"Les droits civils universels étaient jusqu'ici étroitement associés à l'Europe et à son histoire. Si elle échoue sur la question des réfugiés, ce lien étroit se briserait et ce ne serait plus l'Europe telle que nous nous la représentons".
La mise en garde ne vient pas de François Hollande, président du "pays des Droits de l'Homme", mais de la chancelière allemande plus connue des Européens pour son intransigeance en matière économique et financière. Que n'a-t-on pas dit et écrit sur Angela Merkel ! Que les Grecs, poussés à bout, ne la portent pas dans leur cœur (jusqu'à l'affubler, parfois, des moustaches d'Adolf Hitler), on peut le comprendre. Mais dans d'autres pays et en France surtout, certains responsables politiques ne se sont pas privés de salir son image ou de crier après son prétendu enfer. Les Montebourg ou Mélenchon, par exemple. Il est même devenu pratique d'accuser la chancelière de nos propres maux et faiblesses. Avant, Bruxelles était la cible favorite de nos critiques. Aujourd'hui, c'est Berlin (mais gardons Bruxelles dans un tiroir, ça peut encore servir !).
Une leçon d'allemand
Et voilà que cette dame nous fait une leçon d'Europe. Non pas LA leçon. Cela ne correspond pas à sa personnalité. Elle n'est pas montée lundi sur un piédestal, mais, simplement, fermement, dans une conférence de presse, elle a rappelé la nécessité pour les différents pays européens de montrer leur solidarité, de respecter "la dignité d'autres hommes", d'harmoniser leurs efforts. La chancelière allemande, dans son appel à la morale, ne pouvait pas faire l'impasse sur la dimension politique de ce mauvais feuilleton :"Si nous ne réussissons pas à répartir de manière juste les réfugiés, il est évident que la question de l'espace Schengen sera à l'ordre du jour".

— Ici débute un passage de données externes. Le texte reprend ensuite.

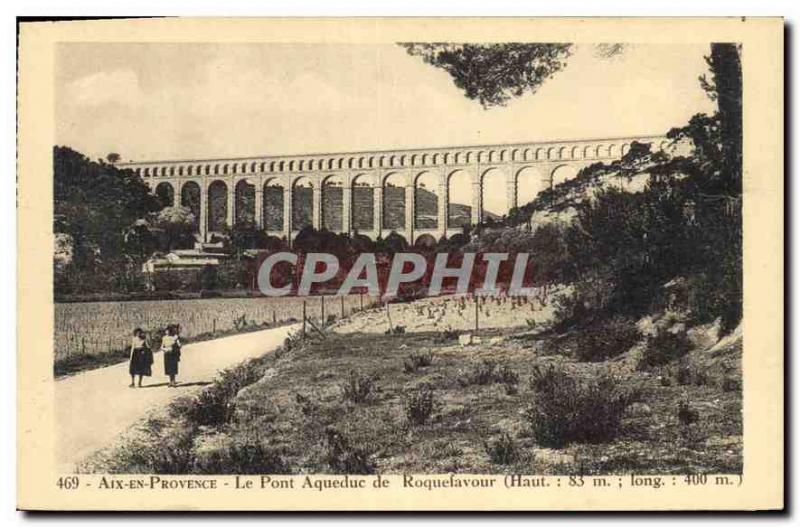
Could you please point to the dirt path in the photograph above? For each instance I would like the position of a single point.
(94, 407)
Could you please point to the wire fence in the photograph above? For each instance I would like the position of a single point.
(99, 327)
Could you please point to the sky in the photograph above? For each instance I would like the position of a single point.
(160, 101)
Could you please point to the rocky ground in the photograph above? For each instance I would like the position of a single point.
(346, 402)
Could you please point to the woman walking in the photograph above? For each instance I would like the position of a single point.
(171, 346)
(141, 359)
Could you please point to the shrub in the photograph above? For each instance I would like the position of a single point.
(731, 384)
(502, 450)
(487, 372)
(396, 330)
(214, 405)
(607, 339)
(343, 457)
(565, 410)
(445, 336)
(167, 449)
(416, 361)
(686, 415)
(419, 406)
(358, 388)
(241, 456)
(306, 404)
(483, 373)
(663, 348)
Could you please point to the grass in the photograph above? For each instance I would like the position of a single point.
(430, 421)
(78, 362)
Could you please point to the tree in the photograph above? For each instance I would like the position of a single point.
(494, 73)
(175, 228)
(96, 204)
(246, 235)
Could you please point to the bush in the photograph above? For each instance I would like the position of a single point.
(419, 406)
(343, 457)
(358, 388)
(607, 339)
(565, 410)
(169, 452)
(307, 405)
(663, 348)
(415, 361)
(445, 336)
(487, 372)
(503, 450)
(483, 373)
(214, 405)
(241, 456)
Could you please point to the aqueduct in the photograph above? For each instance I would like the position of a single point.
(419, 192)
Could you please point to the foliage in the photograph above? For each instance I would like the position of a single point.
(95, 205)
(175, 228)
(565, 409)
(416, 361)
(240, 455)
(343, 457)
(503, 450)
(419, 405)
(606, 339)
(494, 73)
(358, 388)
(663, 348)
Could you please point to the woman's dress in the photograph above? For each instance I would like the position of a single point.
(171, 347)
(141, 358)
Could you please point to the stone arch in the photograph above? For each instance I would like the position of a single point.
(363, 203)
(190, 198)
(272, 205)
(426, 200)
(394, 202)
(333, 203)
(494, 194)
(529, 183)
(165, 193)
(244, 202)
(302, 203)
(217, 205)
(459, 198)
(425, 241)
(562, 173)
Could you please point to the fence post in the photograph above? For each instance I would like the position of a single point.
(477, 313)
(304, 318)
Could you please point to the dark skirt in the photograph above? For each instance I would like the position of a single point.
(171, 359)
(141, 362)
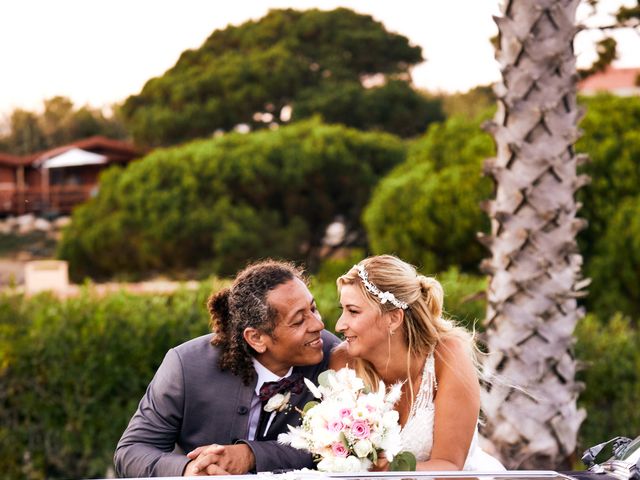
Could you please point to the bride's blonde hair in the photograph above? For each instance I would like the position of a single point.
(424, 325)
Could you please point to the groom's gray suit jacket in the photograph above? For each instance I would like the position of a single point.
(190, 403)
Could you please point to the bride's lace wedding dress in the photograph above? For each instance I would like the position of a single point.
(417, 434)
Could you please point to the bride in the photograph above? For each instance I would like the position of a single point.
(394, 331)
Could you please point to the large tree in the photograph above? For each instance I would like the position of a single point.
(535, 277)
(315, 62)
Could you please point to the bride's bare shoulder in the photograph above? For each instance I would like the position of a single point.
(339, 357)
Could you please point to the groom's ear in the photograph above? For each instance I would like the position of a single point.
(255, 338)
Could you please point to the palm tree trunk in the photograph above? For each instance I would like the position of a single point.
(535, 279)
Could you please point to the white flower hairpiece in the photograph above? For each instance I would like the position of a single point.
(383, 296)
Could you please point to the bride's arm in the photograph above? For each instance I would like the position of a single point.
(457, 405)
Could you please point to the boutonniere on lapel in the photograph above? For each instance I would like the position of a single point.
(278, 403)
(275, 396)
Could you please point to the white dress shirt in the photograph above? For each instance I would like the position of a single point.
(264, 375)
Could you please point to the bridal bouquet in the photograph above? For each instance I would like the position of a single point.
(349, 427)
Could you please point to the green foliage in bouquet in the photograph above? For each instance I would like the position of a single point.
(217, 204)
(427, 209)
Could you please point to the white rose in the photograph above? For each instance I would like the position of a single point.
(363, 448)
(278, 402)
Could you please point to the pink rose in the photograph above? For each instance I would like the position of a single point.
(345, 412)
(339, 450)
(335, 426)
(360, 429)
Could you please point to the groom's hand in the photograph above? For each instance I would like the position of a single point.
(220, 460)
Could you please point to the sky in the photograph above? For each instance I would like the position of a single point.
(98, 52)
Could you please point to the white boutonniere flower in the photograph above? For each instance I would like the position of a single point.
(278, 403)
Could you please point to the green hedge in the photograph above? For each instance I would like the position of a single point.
(72, 372)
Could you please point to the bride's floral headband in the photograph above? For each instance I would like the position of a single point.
(383, 296)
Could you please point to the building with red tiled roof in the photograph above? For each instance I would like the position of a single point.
(618, 81)
(58, 179)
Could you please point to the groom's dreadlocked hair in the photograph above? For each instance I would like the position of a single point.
(244, 305)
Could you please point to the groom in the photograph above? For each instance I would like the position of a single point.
(210, 396)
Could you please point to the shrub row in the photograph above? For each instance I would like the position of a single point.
(72, 372)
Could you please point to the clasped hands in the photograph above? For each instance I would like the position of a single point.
(220, 460)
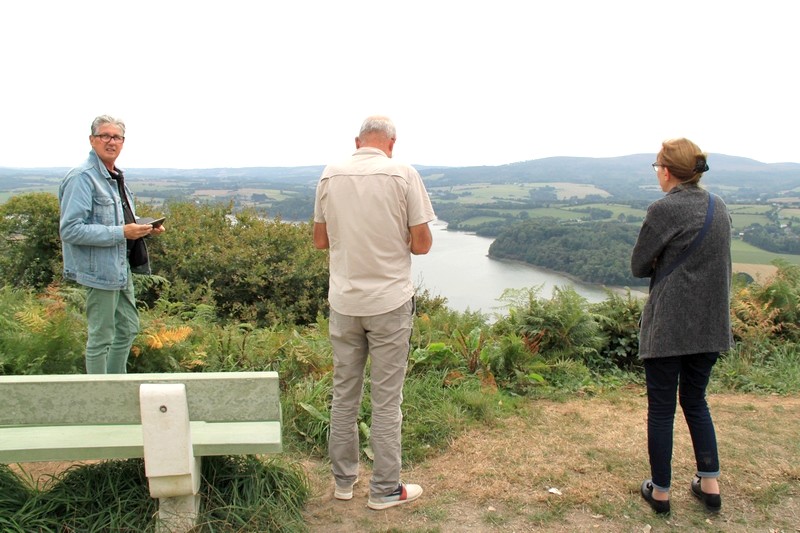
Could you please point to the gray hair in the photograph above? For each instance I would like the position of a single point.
(378, 124)
(106, 119)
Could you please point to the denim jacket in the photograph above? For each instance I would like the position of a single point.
(91, 227)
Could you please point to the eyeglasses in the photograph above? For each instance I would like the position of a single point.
(105, 137)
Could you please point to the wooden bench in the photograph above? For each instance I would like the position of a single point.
(171, 420)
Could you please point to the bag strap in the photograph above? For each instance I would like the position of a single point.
(695, 243)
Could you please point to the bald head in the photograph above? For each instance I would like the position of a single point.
(377, 132)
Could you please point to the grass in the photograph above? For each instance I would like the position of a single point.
(238, 494)
(593, 451)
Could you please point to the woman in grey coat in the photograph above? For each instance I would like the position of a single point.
(684, 248)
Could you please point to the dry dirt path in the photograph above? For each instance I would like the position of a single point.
(577, 466)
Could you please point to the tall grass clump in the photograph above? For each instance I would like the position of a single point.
(238, 493)
(42, 333)
(244, 493)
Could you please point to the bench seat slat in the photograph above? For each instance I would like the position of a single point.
(85, 442)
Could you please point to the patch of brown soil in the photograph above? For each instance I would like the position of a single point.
(577, 466)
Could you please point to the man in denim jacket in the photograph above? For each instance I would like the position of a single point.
(101, 242)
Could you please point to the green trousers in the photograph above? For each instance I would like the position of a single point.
(113, 326)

Pour autant, aux yeux de beaucoup, Angela Merkel n'apparaîtra pas comme un ange. L'Allemagne a besoin de main d'œuvre vu sa démographie déclinante. Ces réfugiés sont pour elle une bonne aubaine. Cela lui permettra de mettre un peu de Syriens entre ses Turcs, dira-t-on. C'est peut-être vrai, mais il ne faut pas oublier le revers de la médaille : l'extrême droite, inspirée d'un néonazisme avoué, s'agite en tous lieux, détruit des foyers d'accueil, et une partie de l'opinion allemande ne voit pas d'un bon œil l'arrivée de migrants venant de pays musulmans. La chancelière devra faire preuve de courage, de détermination. Est-on sûr que la France, engoncée dans sa peur du FN, aura la même volonté de prendre toute sa part du problème ? Sans parler des réactions policières, voire militaires, qui se font jour dans plusieurs pays de l'ex-Europe de l'Est. Des pays qui ont appelé à la… solidarité des membres fondateurs de l'U.E. pour améliorer leurs infrastructures, dynamiser leur économie, élever leur niveau social, etc. Il ne faut pas avoir la mémoire courte, Messieurs de Hongrie, de Tchéquie, de Slovaquie !
Gueule de monstre
Au-delà, c'est tout l'édifice de la construction européenne qui tremble sur ses bases. Sur le socle du libéralisme économique, l'Europe est incapable d'harmoniser les politiques fiscales, sociales qui lui permettraient d'échapper aux pièges qu'elle se tend à elle-même ! Elle a grossi si vite (et sans le feu vert démocratique des peuples !) qu'elle a une gueule de monstre. Il n'y a pas davantage de politique étrangère européenne digne de ce nom. La politique de défense européenne, après avoir soulevé l'intérêt, est devenue une caricature. Les Français sont au Mali et ailleurs en Afrique. Ils prennent tous les risques. Les autres envoient des avions avec des colis de nourriture et des médicaments. Ils font de la logistique militaire !
Comment alors s'étonner de la division de l'Europe face au drame humain qui surgit ! C'est le chacun pour soi : les nationalismes vont monter au fur et à mesure que gonflera le flux des migrants. S'il n'y a pas d'autres Angela et un sursaut de toute la communauté, on vivra en direct l'effondrement de l'idéal porté par Jean Monnet et Robert Schuman au sortir d'une guerre où toutes sortes de colonnes de réfugiés ont sillonné l'Europe.